A Haiku is a Japanese lyric verse form having three unrhymed lines of five, seven, and five syllables, traditionally invoking an aspect of nature or the seasons.
Well, that said, heres the rules:
1) The Haiku must be original (no plagarizing)! 2) It must fit the weeks theme 3) It must be submitted before the deadline 4) It must be submitted for the contest (no using works previously written) 5) One Submission per user 6) The Same User cannot win twice in a row (but there welcome to submit!)
Hopefully oneday the winner could get a merit...
The Deadline will always be a Wednsday, so the deadline for the first theme will be Wednsday, September 2. The theme is The Pond
I'd expect you to have done this already. There should really only be a 2 day delay at the most, and by also being a poetry judge, the responsibility should fall on your shoulders after a certain period of time.
I sent dudeguy a comment days ago, but he ever responded. There's obviously something going on.
I'd expect you to have done this already. There should really only be a 2 day delay at the most, and by also being a poetry judge, the responsibility should fall on your shoulders after a certain period of time.

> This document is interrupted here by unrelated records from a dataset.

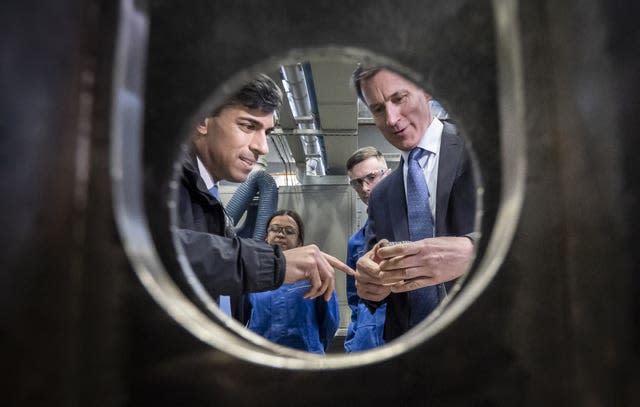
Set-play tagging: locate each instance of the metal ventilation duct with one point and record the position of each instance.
(298, 85)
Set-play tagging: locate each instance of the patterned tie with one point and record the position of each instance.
(225, 300)
(418, 211)
(423, 300)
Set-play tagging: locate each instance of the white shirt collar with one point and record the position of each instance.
(430, 141)
(204, 174)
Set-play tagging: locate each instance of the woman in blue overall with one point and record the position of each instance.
(284, 316)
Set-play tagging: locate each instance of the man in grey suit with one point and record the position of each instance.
(410, 277)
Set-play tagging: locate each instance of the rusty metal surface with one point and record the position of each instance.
(558, 324)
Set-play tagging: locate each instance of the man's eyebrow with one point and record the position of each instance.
(250, 120)
(393, 95)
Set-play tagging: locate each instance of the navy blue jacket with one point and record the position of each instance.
(224, 263)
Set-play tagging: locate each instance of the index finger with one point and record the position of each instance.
(338, 264)
(404, 249)
(316, 284)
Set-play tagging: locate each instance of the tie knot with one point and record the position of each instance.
(214, 192)
(416, 153)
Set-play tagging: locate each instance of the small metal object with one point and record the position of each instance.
(388, 244)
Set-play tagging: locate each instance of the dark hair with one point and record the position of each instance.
(293, 215)
(260, 93)
(363, 72)
(362, 154)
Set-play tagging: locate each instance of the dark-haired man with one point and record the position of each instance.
(428, 200)
(225, 146)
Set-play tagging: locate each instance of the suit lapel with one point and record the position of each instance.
(398, 205)
(451, 149)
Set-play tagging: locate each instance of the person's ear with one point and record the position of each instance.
(202, 126)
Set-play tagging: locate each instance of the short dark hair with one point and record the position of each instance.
(293, 215)
(260, 93)
(362, 154)
(363, 72)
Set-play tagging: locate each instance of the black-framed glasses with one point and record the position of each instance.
(369, 179)
(287, 230)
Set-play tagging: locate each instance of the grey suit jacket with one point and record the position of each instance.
(455, 213)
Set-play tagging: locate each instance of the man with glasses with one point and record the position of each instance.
(365, 168)
(428, 203)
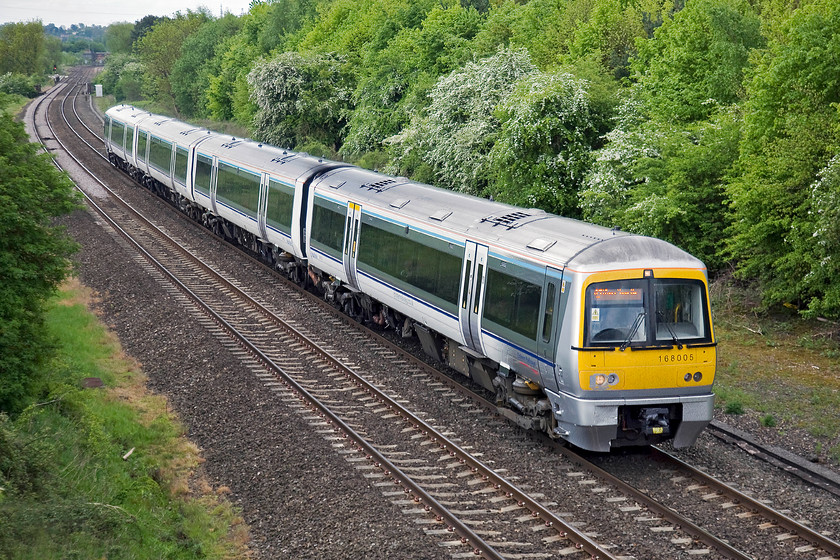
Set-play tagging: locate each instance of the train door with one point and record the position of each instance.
(351, 242)
(214, 174)
(473, 281)
(550, 323)
(261, 206)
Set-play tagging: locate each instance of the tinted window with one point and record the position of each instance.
(160, 154)
(281, 200)
(203, 173)
(328, 226)
(181, 155)
(680, 310)
(512, 302)
(118, 134)
(623, 312)
(142, 140)
(411, 259)
(129, 139)
(238, 188)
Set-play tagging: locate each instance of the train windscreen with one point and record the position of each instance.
(646, 312)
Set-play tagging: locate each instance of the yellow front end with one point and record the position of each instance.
(646, 369)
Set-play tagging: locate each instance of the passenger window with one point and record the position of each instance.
(548, 318)
(466, 287)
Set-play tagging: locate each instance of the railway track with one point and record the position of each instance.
(435, 456)
(395, 447)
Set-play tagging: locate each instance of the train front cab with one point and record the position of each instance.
(643, 363)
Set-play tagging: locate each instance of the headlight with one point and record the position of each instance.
(603, 380)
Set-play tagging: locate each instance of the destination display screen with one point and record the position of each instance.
(626, 296)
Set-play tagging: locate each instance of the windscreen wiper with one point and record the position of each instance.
(636, 324)
(670, 330)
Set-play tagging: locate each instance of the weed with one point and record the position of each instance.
(734, 407)
(67, 492)
(768, 421)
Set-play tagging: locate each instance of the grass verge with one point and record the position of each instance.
(779, 366)
(69, 488)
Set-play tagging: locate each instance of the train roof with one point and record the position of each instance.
(277, 162)
(553, 239)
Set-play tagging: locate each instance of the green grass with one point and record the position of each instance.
(779, 366)
(65, 489)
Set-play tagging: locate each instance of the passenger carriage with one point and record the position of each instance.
(593, 335)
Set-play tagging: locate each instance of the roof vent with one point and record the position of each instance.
(542, 245)
(285, 158)
(379, 186)
(507, 220)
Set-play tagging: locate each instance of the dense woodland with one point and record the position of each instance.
(710, 123)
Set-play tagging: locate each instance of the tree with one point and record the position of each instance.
(118, 38)
(696, 61)
(33, 259)
(190, 79)
(455, 136)
(395, 79)
(301, 98)
(159, 50)
(22, 48)
(543, 149)
(791, 133)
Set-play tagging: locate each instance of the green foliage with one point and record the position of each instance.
(608, 31)
(123, 77)
(695, 61)
(190, 79)
(455, 136)
(229, 95)
(816, 239)
(66, 492)
(790, 136)
(709, 123)
(33, 259)
(542, 151)
(301, 97)
(395, 80)
(118, 38)
(22, 48)
(160, 48)
(17, 84)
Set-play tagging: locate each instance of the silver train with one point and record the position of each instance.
(593, 335)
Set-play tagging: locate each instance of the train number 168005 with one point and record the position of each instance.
(676, 358)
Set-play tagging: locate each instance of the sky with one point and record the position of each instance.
(106, 12)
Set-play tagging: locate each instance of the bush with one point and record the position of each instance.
(17, 84)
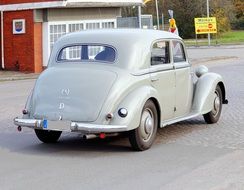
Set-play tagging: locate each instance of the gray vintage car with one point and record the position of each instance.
(103, 82)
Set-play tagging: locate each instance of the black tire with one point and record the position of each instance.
(143, 136)
(214, 114)
(48, 136)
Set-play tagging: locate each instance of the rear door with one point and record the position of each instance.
(163, 77)
(183, 79)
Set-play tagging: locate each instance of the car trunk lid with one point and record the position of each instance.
(75, 94)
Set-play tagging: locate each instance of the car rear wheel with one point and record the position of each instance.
(214, 114)
(47, 136)
(143, 136)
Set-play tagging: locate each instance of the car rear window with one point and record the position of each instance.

They just require order. If Dudeguy is going to be late or can't do it, he should tell us, to avoid complaints and we'll know he's still around. And if he can't, Acmed would know about it and judge. This contest could use some more judges though, something like how the periodic poetry contest is doing; alternate judges every round or two with three-four people, but I don't think anybody would be willing to volunteer here.
The RMS Titanic Fanatic award: wolf1991 Waves and wind carry Messages to unknown shores About a man's dream.
The first line is really catchy and starts off good, and the second one really brings the poof into the poem. I like that, way to use the wording. The last line is confusing though. A man's dream? I'm not understanding why a man with a dream write it in a bottle. Just a bit confused, but all in all, nice poem.
The Sgt Pepper Lonely Hearts Club Band Award: CheapCheep
My pencil and I Get working on this letter And send it ashore
You acted as if the pencil was a person, which was good. I like the change in that. Though the last two lines don't match up right. "Get working on this letter and send it ashore". It should be sending ashore. I know you'd be out of syllables, but it sounds really awkward out loud. Could of done better, so better luck next time.
The So little to say but so much to tell award: daleks
A message floating It tells me a long story Of a bottled trip
The theme you put INTO the theme, was Journey. It was a great one to choose, because this one got me. The wording was a little dull, but you made up for it in story. Good job dal!
The Returning Comic Award: lC4l
Found a strange message That was inside a bottle It said, "Drink me, jerk."
This was some game of the year poetry right here. I hope you understood my sarcasm. I'm gonna try to make this critic serious... Never mind I can't. This was a funny one I guess, but poor. Sorry.
The Dictionary Man Award: Salvidian
Carried by kingship The bounty of bewitchment Communication
Wow. I loved this one. Great job using vocabulary and a better job with the flow of it. Kingship and bewitchment go together so well, and the rhythm was spot on. Great job!
The, You aren't getting a third win in a row GoM don't even bother entering, Award: GhostofMatrix
Cast through shining seas, letters to a past lover. Rekindled amor.
This was a great poem put together. All the lines were well written and I liked the consistency. I can't give you a third win Ghost. Sorry. But, there was nothing wrong with this one, the winner was just a biiiiiiiit better...
SALVIDIAN!
HORRAH! Sal wins, and what a triumph. His poem was off the hook. Him and Ghost were pretty close, but either way, Ghost can't win 3 times in a row anyways. But good job to everyone!
So, uh, if I can get dudeguy to talk, he'll judge the next round. Which will be.... The Bequeathed Hero, due on the 19th.
Just so you know acmed, kingship and bewitchment don't rhyme. They do fit well togeter though.
Haha. I couldn't believe that you liked my haiku, or was at least nice enough to say something good about. My goal was to take the meaning as literally as possible and come up with a haiku as quickly as possible.